Так от кого охранять? Ведь и туристы бывают разные. Только что мы привели примеры их помощи заповеднику. От алчных и жестоких людей, относящихся к природе да и ко всему на свете сугубо потребительски. И таких, к сожалению, немало!

Несколько лет прошло с тех пор, как опустились шлагбаумы на карадагских проселках. Результаты не замедлили сказаться. Возвратились бакланы. Скала Маяк, наверное, снова обретет свое старое имя: Большой бакланий базар. В лесах заповедника объявился кабан. Правда, не радует этот гость сотрудников — беспокойный зверь, неуживчивый, много вреда от него и растениям, и мелким животным. Как дальше поступить с ним — еще предстоит решить. А как быть с другим новопоселенцем — серой вороной? Ее привлекли туристы, вернее — помойки возле родников и биваков. От вороны тоже страдает хрупкий мир карадагской природы. Обижает она мелких птиц, разоряет гнезда, преследует зайчат — урон ощутимый.

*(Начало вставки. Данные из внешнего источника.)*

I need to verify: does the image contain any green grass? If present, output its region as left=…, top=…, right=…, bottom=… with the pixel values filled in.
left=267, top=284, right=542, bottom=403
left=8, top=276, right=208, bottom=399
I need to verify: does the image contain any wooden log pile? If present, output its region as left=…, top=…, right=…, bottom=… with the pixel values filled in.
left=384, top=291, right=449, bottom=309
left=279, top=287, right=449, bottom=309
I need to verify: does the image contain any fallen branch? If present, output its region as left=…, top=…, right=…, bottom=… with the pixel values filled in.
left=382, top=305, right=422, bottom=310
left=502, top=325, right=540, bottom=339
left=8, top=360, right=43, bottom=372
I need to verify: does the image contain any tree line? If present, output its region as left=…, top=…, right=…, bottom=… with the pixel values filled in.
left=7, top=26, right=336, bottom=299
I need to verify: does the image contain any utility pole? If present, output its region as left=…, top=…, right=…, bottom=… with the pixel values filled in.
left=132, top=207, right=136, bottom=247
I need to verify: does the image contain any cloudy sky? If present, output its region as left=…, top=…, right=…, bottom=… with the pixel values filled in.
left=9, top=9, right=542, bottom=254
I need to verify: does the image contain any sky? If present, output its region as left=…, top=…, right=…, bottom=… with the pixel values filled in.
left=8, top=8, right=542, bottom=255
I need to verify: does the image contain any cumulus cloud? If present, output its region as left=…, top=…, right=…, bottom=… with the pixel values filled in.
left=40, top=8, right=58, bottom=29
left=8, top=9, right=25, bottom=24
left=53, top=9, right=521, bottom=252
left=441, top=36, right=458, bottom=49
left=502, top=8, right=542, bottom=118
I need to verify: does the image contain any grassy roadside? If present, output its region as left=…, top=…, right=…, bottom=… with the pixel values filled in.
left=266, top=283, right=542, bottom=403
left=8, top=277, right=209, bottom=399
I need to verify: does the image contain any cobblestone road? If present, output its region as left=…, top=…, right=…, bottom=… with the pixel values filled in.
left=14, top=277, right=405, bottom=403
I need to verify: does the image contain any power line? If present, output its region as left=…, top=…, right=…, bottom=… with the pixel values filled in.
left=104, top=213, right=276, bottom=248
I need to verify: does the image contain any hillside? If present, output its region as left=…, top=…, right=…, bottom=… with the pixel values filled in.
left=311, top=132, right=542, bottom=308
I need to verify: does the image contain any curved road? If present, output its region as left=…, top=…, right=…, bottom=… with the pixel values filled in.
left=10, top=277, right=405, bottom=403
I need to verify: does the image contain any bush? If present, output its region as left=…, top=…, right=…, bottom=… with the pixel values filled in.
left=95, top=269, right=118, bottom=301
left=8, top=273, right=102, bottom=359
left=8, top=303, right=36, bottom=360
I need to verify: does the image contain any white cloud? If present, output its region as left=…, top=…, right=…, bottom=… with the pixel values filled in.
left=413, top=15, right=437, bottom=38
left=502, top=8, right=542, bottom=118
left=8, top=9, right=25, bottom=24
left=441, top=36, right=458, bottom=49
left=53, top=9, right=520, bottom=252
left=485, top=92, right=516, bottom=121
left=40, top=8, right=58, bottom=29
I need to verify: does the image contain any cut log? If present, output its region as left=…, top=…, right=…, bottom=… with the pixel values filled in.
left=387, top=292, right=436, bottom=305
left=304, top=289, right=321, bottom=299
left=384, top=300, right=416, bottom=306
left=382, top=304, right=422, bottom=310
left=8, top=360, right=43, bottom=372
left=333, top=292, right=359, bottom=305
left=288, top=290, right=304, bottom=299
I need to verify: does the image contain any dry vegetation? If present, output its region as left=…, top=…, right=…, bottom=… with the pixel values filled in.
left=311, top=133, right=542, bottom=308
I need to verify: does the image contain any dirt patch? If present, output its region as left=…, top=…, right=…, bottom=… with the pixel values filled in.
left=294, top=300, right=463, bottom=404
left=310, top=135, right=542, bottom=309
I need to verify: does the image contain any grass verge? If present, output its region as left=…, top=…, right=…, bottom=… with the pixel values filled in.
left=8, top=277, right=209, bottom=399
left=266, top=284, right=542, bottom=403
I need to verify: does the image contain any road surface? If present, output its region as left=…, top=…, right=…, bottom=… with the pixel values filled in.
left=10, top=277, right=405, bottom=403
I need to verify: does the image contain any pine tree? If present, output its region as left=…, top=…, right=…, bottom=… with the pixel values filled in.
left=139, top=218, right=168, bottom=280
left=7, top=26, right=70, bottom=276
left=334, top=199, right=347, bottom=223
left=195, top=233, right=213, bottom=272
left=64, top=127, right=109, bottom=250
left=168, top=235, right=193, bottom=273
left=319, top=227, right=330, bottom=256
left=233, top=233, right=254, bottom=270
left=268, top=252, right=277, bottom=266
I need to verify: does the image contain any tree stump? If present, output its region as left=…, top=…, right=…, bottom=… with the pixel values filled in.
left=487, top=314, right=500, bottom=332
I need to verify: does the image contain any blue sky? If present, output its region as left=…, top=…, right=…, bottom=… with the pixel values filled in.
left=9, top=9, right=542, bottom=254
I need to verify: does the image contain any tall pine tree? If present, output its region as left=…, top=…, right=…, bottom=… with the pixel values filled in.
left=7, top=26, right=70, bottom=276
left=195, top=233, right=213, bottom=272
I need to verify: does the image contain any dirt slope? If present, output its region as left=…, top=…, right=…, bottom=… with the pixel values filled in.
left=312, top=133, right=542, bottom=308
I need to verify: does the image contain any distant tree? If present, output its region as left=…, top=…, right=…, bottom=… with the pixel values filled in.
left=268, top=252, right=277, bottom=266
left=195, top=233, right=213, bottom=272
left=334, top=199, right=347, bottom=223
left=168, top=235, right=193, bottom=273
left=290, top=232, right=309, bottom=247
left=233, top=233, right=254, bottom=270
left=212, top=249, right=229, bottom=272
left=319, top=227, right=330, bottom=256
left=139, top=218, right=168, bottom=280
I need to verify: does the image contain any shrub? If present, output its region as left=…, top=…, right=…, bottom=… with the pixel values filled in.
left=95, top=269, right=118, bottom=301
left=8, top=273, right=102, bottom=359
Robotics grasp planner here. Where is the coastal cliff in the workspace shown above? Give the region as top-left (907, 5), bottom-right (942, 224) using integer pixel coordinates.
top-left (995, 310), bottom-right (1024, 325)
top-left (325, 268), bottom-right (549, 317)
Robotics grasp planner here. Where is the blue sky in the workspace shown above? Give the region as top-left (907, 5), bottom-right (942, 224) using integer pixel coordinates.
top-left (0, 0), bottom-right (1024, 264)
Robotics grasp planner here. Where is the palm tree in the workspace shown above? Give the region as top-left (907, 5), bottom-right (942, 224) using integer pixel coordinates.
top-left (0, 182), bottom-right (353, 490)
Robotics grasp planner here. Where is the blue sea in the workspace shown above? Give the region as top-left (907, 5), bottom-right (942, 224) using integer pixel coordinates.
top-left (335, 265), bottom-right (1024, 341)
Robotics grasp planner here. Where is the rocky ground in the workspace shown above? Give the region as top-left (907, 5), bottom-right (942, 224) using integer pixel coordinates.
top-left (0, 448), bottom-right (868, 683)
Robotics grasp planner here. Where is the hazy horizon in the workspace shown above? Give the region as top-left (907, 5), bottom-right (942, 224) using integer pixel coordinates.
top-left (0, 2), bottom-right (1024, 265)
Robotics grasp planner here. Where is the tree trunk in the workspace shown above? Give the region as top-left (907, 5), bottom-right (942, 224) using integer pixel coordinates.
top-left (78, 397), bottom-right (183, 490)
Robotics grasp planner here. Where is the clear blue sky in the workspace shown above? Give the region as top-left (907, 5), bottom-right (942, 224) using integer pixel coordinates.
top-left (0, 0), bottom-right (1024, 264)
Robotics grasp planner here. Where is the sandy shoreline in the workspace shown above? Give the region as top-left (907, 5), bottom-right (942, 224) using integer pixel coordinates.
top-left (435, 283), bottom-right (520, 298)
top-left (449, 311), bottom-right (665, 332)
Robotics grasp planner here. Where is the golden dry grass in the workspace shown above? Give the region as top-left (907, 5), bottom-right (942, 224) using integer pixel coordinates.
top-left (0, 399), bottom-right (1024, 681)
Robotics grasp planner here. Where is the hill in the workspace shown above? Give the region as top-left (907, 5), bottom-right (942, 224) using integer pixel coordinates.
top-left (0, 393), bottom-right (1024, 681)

И хотя кое-что изменилось необратимо, например склоны, на которых местным лесхозом в шестидесятые годы нарезаны террасы, верится, что природа Карадага обретет свою первозданность.

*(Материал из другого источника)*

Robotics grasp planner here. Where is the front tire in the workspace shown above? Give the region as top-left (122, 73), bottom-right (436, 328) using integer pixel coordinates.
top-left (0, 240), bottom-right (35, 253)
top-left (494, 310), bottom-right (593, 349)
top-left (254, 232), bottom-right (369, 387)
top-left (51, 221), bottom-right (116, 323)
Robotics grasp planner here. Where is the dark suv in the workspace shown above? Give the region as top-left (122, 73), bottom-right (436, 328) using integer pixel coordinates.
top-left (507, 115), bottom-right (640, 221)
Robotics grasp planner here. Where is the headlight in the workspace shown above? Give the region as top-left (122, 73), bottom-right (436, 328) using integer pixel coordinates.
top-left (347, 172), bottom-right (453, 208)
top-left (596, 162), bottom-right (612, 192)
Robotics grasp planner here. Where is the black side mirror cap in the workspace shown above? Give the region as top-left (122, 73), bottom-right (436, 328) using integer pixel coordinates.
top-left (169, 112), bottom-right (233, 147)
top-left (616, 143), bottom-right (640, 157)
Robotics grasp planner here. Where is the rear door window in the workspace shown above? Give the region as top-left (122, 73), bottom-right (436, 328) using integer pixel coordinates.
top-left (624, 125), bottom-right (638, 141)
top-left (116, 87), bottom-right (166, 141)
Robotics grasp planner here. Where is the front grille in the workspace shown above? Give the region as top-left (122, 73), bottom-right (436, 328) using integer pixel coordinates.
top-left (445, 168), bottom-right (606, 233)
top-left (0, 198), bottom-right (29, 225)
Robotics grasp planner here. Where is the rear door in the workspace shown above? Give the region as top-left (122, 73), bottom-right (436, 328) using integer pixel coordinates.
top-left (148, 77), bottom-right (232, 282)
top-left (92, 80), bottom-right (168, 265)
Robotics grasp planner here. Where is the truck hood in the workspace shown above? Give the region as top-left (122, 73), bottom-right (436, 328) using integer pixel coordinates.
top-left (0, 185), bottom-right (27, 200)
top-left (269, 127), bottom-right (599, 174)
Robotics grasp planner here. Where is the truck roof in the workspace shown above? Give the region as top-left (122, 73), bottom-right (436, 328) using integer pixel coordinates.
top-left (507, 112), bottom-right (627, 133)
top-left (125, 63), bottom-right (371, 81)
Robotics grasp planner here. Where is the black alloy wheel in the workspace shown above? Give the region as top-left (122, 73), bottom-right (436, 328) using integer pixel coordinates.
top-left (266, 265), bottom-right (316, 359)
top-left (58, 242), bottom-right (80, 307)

Уже никто не мешает карадагским птицам высиживать и выкармливать птенцов. Никто не рвет охапками прекрасные карадагские цветы. Пресечена «самоцветная лихорадка».

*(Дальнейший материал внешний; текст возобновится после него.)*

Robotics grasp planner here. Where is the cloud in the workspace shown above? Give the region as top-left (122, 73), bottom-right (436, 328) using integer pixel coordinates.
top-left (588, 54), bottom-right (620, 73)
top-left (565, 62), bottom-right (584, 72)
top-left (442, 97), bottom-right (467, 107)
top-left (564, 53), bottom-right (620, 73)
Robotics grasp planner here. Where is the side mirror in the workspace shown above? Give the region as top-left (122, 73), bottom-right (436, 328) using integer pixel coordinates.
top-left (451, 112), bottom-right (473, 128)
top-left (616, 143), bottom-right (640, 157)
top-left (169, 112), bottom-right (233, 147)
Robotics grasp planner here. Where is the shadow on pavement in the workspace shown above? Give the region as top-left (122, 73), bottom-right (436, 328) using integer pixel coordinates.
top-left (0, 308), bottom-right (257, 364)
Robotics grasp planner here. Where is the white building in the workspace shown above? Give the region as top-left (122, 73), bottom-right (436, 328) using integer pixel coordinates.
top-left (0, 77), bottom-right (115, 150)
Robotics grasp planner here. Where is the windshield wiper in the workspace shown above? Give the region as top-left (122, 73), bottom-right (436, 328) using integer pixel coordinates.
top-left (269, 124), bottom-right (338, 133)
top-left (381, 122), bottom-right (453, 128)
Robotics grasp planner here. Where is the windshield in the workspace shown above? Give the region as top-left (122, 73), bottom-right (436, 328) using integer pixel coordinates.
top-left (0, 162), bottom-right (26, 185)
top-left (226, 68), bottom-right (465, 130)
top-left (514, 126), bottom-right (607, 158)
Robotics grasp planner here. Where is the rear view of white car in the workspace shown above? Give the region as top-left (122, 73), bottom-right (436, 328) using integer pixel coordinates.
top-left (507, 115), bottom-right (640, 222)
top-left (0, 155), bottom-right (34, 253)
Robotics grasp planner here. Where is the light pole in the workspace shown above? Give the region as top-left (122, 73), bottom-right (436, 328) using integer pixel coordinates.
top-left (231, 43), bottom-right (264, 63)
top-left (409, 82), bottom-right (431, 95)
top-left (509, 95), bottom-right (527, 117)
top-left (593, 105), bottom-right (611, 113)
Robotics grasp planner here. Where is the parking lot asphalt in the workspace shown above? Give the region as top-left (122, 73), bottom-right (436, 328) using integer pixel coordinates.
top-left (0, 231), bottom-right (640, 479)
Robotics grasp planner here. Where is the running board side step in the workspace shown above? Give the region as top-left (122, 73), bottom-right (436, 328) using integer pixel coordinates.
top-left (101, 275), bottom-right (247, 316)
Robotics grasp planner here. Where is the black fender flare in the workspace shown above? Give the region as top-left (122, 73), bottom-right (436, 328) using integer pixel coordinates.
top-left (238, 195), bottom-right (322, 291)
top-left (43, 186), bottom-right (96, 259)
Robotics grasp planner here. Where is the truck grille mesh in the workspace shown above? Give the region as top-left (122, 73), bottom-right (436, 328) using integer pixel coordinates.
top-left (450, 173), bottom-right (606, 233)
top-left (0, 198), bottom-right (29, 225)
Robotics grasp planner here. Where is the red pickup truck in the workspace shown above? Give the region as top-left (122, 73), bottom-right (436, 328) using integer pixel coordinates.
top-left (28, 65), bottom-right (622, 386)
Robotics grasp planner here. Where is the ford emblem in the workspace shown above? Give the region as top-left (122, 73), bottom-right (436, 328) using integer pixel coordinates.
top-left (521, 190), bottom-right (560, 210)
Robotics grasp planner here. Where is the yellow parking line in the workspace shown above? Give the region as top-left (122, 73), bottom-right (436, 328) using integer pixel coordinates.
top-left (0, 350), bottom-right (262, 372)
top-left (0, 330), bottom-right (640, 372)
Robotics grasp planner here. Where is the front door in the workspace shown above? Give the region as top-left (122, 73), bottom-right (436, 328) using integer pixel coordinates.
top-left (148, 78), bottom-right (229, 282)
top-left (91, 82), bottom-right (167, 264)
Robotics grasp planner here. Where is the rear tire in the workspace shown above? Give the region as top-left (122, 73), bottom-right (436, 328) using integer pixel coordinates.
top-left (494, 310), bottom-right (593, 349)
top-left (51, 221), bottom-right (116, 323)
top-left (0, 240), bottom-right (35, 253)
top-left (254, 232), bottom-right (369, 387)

Но не останется Карадаг для любого из нас чудом за семью замками. По-прежнему актуален призыв: «Все должны побывать на Карадаге!»

И вот сотрудники заповедника изучают оптимальные условия проведения экскурсий. Определяют приемлемые маршруты, сроки, количество осмотров заповедника.

Здравствуй, Карадаг! Мы придем к тебе в гости. Но мы будем знать о тебе больше, чем прежние посетители, потому что постараемся не навредить твоей суровой, но хрупкой красоте.

А рядом с Карадагом Коктебель. Это название можно перевести как «край голубых холмов». Его судьба своеобычна, как и весь его образ. Я имею в виду не только поселок Планерское, не только дом Волошина, но весь этот необыкновенный, обостряющий чувства и мысли край с желтыми августовскими косогорами, синими оврагами, с библейски пустынной долиной Мертвой бухты.

Говорят, на смену нынешнему трехтысячному поселку уже заготовлен проект двадцатитысячного курортного города. Представьте ощущение людей, которые приедут сюда за тысячи километров, чтоб встретиться с морем, солнцем, травой и тишиной, а найдут все тот же асфальт, бензиновую гарь и толкотню…

Карадаг заповедан — хорошо. Но как же — Коктебель? Ведь они друг от друга неотделимы. Сколько романтически настроенных душ ратует за то, чтобы заповедный режим распространить и на Коктебель! Ведь в Крым едут не столько для того, чтобы развлекаться, сколько для того, чтобы слиться с Природой.

И разве можно представить, что дом Волошина, сама память о поэте затеряется среди бетонных коробок?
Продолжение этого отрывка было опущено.